MTG / WGANSing

Multi-voice singing voice synthesis
236 stars 44 forks source link

Small but important problems of this repo. #19

Open ysig opened 4 years ago

ysig commented 4 years ago

Hi,

I would like to make some minor comments on this repo:

  1. In the README you don't specify what is the usability of this library, in prediction mode: what is you input and what is your output. I was curious for example if you could give a new voice and a text and make this voice sing that text. Or if you could give a singing voice and style transfer it to another singer from his or her speaking voice. It remains unclear to me. How much is it customizable and what is it's use case.
  2. Secondly your requirements file is missing dependencies as matplotlib and tqdm and cython (for pyworld) and also there are version conflicts inside it, that need to be resolved by manually installing and downgrading packages (such as tensorboard). Also you should already have to have installed numpy in order for pyworld to compile (a classic problem fo Cython compilation - it's not on you of-course).
  3. Although the config.py and the download links are well set, the help of the main.py (for example of how to predict and what - eval mode conflicts with wave mode in arguments in what you have inside your README) is not that helpful and for example I was curious what should it be for the folder voice_dir = ../ss_synthesis/voice/

Thanks in advance!!

pc2752 commented 4 years ago

Hi, thanks for your interest in our work and for pointing this out :-), I'll update soon.

otezun commented 4 years ago

Hi,

great project but the caveats make it pretty hard to use. I've documented my install process here (hopefully completely): https://github.com/otezun/WGANSing-Personal-Install-Notes/blob/main/README.md

Checking the training data, it's the phonemes including it's corresponding time stamp, so I assume the .lab file it generates voice from would be formatted as: <starttime>-<endtime> <phenome> Is that assumption correct? As example taken from training data: 0.000000 7.089788 sil

I think this would have great potential with better documentation.

pc2752 commented 4 years ago

Hi Otezun and ysig,

Thanks for you interest in our work and the documentation, looks great. I'll update the main README with your suggestions.

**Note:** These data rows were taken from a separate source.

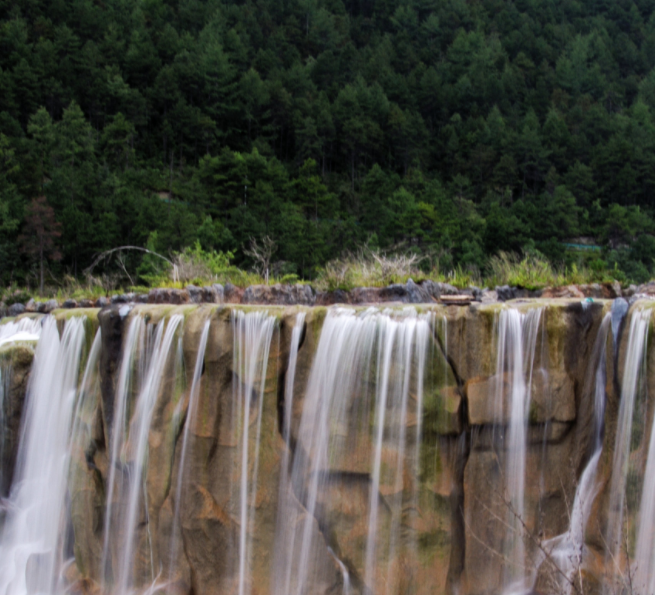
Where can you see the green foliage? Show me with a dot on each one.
(452, 131)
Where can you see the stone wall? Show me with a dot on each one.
(460, 506)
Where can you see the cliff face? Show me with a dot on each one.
(440, 474)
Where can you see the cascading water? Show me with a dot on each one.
(25, 329)
(281, 579)
(631, 387)
(516, 340)
(567, 550)
(32, 543)
(252, 334)
(129, 448)
(365, 367)
(190, 420)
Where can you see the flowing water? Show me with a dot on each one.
(129, 450)
(252, 332)
(567, 551)
(516, 345)
(632, 388)
(283, 532)
(191, 414)
(348, 446)
(367, 373)
(33, 545)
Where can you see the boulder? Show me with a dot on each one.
(209, 294)
(123, 298)
(49, 306)
(166, 295)
(102, 302)
(568, 291)
(195, 294)
(15, 309)
(232, 294)
(220, 292)
(329, 298)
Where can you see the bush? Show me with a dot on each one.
(367, 268)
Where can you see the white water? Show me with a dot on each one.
(356, 350)
(190, 420)
(644, 560)
(517, 338)
(253, 332)
(567, 550)
(129, 448)
(25, 329)
(283, 532)
(632, 376)
(32, 540)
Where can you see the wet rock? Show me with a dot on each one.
(220, 292)
(49, 306)
(567, 291)
(209, 295)
(505, 293)
(232, 294)
(165, 295)
(123, 298)
(365, 295)
(287, 295)
(329, 298)
(194, 293)
(18, 361)
(489, 296)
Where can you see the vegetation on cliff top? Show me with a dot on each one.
(448, 131)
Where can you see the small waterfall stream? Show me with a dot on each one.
(33, 547)
(516, 339)
(191, 414)
(366, 366)
(352, 475)
(631, 387)
(567, 550)
(252, 332)
(130, 450)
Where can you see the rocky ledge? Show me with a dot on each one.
(288, 295)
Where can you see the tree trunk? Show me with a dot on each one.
(41, 271)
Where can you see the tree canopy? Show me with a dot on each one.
(453, 129)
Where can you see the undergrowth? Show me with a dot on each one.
(364, 268)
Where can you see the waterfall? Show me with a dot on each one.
(630, 387)
(252, 332)
(516, 345)
(567, 550)
(364, 367)
(129, 448)
(24, 329)
(190, 420)
(32, 542)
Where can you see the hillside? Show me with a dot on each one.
(451, 129)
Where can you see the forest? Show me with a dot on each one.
(453, 130)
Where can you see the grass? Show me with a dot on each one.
(364, 268)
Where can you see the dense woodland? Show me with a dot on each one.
(451, 128)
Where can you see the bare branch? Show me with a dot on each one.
(107, 253)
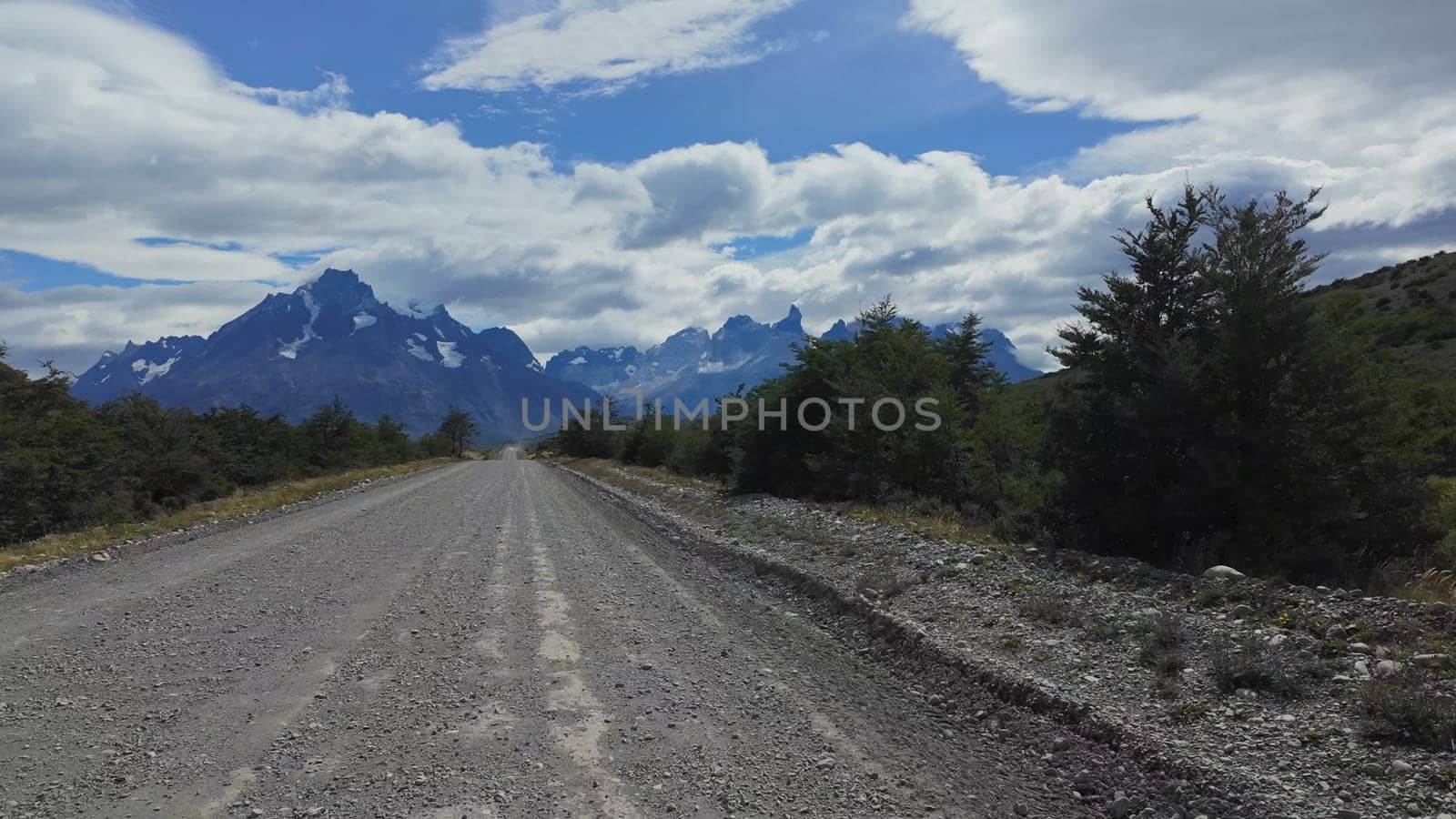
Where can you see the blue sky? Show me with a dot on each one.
(609, 171)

otezun commented 4 years ago

Thanks for the quick answer @pc2752. I have been able to train the 950 epochs, taking a bit more than 12 hours on my machine (MSI 1660 Armor OC 6GB, Ryzen 5 3600, 64GB RAM). I used the nus_ZHIY_sing_06 and translated it to MPOL. The resulting files can be downloaded from my repo, along with the figure. Here is another thing: When synthesizing, it vocodes the output to val_dir_synth, but the filenames do not include information what was vocoded to what. Instead of file names like nus_ZHIY_06.ouput, a name like nus_ZHIY_06_MPOL.output would be better as you wouldn't accidentally overwrite any previous files you have made of that singer (rather, you'd overwrite files where you already combined that singer with that particular subject). Next, it states in the README that it expects a .lab file. This is not true. Instead it expects a .hdf5 file from the dataset. I know this as I tested it against the .lab file from the torch_npss repository, which it would not allow me to do.

Kerry0123 commented 3 years ago

hi, to generate singing voice, it expects a .hdf5 file from the dataset. Generated .hdf5 needs wave file, Can it not use wave files?